Matthew Hamont (died 20 May 1579) was a Norfolk ploughwright, accused of heresy, who was burnt at the stake in Norwich Castle by the Church of England. Hamont, who came from Hethersett, was a Unitarian.

The Bishop of Norwich, Edmund Freke, accused Hamont of denying Christ to be a Saviour. On 19 May 1579 his ears were cut off and the following day, 20 May 1579, he was burned to death at Norwich Castle.

==Life==
In the Hethersett parish registers the surname is spelt Hamonte, Hammonte, and Hammante. According to Alexander Gordon, he was probably of Dutch origin.

Early in 1579 he was cited before Edmund Freke on a charge of denying Christ. The articles exhibited against him represented him as a coarse kind of deist, holding the Gospel to be a fable, Christ a sinner, and the Holy Ghost a nonentity. William Burton stated of his beliefs:

I haue knovven some Arrian heretiques, whose life hath beene most strict amongest men, whose tongues haue beene tyred with scripture upon scripture, their knees euen hardned in prayer, and their faces wedded to sadnesse, and their mouthes full of praises to God, while in the meane time they haue stowtly denied the diuinitie of the Sonne of God, and haue not sticked to teare out of the Bible all such places as made against them; such were Hamond, Lewes, and Cole, heretikes of wretched memorie, lately executed and cut off in Norwich.

Other authorities also describe Hamont as an Arian. He was condemned in the consistory court on 13 April, and handed over to the custody of the sheriff of Norwich. His offences were aggravated by a further charge of 'blasphemous words' against the Queen and council, for which he was sentenced to lose his ears, and for his heresy to be burned alive. On 20 May 1579 his ears were cut off in the Norwich market-place, and he was burned in the castle moat.

Hamont left a widow, who died in 1625; he had a son Erasmus. John Lewes, mentioned above, was burned at Norwich on 18 September 1583; Peter Cole, a tanner of Ipswich, met the same fate at Norwich in 1587.

==Legacy==
More than a century later the case was taken up by Philip van Limborch who corresponded on the subject in 1699 with John Locke.

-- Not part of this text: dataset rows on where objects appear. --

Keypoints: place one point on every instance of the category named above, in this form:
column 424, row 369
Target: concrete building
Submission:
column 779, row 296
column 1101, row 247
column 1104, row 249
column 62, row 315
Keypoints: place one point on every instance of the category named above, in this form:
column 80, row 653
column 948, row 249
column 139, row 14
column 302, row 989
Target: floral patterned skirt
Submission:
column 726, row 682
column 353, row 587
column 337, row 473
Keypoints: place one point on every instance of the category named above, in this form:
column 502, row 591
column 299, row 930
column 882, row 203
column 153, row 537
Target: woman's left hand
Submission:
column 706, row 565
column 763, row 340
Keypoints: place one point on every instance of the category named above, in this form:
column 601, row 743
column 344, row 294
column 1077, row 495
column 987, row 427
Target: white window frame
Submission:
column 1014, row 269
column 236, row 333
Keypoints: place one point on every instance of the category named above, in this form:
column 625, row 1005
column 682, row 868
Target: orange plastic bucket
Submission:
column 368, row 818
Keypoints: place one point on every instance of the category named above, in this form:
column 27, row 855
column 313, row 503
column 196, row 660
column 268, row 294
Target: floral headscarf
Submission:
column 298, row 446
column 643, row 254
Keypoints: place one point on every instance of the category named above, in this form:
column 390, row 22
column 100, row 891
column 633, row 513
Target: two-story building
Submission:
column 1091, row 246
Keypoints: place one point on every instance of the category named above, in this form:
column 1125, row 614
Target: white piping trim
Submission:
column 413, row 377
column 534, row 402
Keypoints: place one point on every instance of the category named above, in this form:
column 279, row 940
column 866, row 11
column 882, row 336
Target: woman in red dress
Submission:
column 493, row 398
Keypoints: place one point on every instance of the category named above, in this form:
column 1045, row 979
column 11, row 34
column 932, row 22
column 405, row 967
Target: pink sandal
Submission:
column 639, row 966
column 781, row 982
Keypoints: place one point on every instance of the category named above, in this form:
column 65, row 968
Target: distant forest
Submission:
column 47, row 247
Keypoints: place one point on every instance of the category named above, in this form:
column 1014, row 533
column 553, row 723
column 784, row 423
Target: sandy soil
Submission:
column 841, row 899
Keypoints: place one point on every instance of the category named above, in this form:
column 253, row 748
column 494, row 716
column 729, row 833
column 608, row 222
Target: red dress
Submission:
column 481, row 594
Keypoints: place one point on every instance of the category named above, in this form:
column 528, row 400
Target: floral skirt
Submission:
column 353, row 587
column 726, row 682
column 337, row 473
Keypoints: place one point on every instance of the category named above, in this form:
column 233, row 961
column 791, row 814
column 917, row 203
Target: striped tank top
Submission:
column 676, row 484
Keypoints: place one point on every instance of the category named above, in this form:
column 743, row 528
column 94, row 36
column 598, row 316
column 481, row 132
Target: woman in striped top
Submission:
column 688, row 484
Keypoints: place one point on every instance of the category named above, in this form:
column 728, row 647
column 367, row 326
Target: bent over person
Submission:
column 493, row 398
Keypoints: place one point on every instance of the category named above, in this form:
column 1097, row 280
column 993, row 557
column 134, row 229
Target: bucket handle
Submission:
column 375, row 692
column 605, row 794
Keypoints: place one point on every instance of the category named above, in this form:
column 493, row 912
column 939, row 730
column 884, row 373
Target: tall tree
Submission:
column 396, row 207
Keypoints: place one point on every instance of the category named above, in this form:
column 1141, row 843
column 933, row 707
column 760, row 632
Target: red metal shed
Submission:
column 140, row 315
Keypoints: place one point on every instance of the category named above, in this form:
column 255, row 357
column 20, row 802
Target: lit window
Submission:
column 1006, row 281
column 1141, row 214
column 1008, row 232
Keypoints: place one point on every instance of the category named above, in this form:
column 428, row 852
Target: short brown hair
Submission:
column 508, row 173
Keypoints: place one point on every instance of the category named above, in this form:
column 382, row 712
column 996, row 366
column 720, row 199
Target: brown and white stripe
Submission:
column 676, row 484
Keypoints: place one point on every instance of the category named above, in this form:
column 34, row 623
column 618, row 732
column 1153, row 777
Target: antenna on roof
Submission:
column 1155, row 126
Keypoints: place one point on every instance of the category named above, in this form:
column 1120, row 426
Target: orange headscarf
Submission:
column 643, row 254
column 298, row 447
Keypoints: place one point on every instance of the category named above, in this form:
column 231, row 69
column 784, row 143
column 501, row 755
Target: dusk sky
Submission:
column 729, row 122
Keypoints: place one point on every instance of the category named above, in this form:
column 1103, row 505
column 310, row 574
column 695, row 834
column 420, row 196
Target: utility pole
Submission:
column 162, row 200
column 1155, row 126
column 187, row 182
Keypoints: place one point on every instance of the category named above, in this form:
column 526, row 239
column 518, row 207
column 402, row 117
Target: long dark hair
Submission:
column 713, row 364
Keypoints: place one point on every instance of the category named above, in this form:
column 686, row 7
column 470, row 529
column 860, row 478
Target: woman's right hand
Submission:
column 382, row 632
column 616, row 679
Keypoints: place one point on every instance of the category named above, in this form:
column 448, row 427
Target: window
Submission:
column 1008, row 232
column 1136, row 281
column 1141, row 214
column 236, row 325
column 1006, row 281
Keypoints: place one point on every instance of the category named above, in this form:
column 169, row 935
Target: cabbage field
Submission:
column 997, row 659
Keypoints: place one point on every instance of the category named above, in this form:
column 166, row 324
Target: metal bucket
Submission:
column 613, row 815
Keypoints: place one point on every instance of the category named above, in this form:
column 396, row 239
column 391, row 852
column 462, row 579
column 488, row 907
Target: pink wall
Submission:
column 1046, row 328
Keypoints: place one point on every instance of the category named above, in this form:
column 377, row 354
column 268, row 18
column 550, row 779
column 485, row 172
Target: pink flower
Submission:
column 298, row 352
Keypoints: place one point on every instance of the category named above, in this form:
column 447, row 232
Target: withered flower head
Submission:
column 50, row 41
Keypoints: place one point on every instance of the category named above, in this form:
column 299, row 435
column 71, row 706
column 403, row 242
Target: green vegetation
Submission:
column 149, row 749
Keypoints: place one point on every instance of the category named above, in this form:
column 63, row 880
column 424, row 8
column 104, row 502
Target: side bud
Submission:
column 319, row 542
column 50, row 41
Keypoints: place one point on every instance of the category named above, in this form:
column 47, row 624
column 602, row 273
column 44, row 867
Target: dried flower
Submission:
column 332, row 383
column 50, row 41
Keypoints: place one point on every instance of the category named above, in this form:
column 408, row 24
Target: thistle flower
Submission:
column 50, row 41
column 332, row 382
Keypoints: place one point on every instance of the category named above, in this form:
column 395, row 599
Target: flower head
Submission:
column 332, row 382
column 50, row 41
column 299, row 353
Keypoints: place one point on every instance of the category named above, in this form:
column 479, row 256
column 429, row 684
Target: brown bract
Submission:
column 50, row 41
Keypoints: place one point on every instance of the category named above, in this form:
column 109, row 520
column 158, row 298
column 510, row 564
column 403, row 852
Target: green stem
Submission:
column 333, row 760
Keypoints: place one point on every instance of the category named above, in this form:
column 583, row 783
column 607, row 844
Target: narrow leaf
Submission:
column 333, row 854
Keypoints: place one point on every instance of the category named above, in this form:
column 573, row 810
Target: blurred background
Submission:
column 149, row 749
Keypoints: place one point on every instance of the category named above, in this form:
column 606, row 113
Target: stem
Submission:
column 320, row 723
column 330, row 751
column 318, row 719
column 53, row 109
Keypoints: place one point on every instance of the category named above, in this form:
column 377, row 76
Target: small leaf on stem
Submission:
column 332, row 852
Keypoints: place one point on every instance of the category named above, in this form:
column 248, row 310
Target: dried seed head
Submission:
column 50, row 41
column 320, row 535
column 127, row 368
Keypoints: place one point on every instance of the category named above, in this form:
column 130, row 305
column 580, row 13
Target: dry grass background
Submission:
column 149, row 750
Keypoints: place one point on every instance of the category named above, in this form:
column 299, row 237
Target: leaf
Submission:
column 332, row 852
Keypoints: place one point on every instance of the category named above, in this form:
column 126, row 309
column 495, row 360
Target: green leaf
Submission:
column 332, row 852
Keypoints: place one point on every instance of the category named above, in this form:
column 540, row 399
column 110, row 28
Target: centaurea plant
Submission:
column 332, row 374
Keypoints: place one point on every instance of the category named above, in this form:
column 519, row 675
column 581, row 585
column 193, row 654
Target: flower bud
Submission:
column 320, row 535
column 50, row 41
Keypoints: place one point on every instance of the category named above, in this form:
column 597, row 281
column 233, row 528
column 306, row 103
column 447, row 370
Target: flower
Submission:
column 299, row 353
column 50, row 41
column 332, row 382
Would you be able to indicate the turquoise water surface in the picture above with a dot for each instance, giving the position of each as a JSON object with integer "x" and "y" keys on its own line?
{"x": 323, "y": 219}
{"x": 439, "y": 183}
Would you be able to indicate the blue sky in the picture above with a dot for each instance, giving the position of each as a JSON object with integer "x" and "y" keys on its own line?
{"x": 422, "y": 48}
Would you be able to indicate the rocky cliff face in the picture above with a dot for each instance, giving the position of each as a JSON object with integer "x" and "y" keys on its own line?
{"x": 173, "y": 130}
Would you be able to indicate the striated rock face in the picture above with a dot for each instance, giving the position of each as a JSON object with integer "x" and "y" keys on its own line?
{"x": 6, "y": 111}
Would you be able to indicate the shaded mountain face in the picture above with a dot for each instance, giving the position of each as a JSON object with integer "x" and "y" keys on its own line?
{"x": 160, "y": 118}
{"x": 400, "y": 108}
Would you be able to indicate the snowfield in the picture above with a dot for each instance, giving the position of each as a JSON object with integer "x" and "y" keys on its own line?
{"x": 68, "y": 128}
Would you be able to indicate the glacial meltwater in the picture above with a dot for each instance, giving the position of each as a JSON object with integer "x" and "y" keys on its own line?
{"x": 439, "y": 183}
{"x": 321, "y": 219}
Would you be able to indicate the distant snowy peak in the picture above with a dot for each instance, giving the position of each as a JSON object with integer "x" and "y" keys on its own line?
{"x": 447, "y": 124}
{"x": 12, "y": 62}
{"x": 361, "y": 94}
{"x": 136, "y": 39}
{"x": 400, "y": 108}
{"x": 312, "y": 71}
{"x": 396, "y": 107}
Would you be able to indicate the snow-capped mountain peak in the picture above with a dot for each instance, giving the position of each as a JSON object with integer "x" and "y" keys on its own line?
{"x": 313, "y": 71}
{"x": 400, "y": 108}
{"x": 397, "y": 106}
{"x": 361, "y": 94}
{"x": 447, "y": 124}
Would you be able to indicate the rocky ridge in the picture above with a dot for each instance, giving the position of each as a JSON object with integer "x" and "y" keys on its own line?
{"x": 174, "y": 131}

In a BBC special, A Brief History of Disbelief, Jonathan Miller quoted Hammond's beliefs—for which he was tortured and killed:

Christ is not God, not the saviour of the world, but a mere man, a sinful man and an abominable idol. All who worship him are abominable idolaters and Christ did not rise again from death to life nor did he ascend into heaven.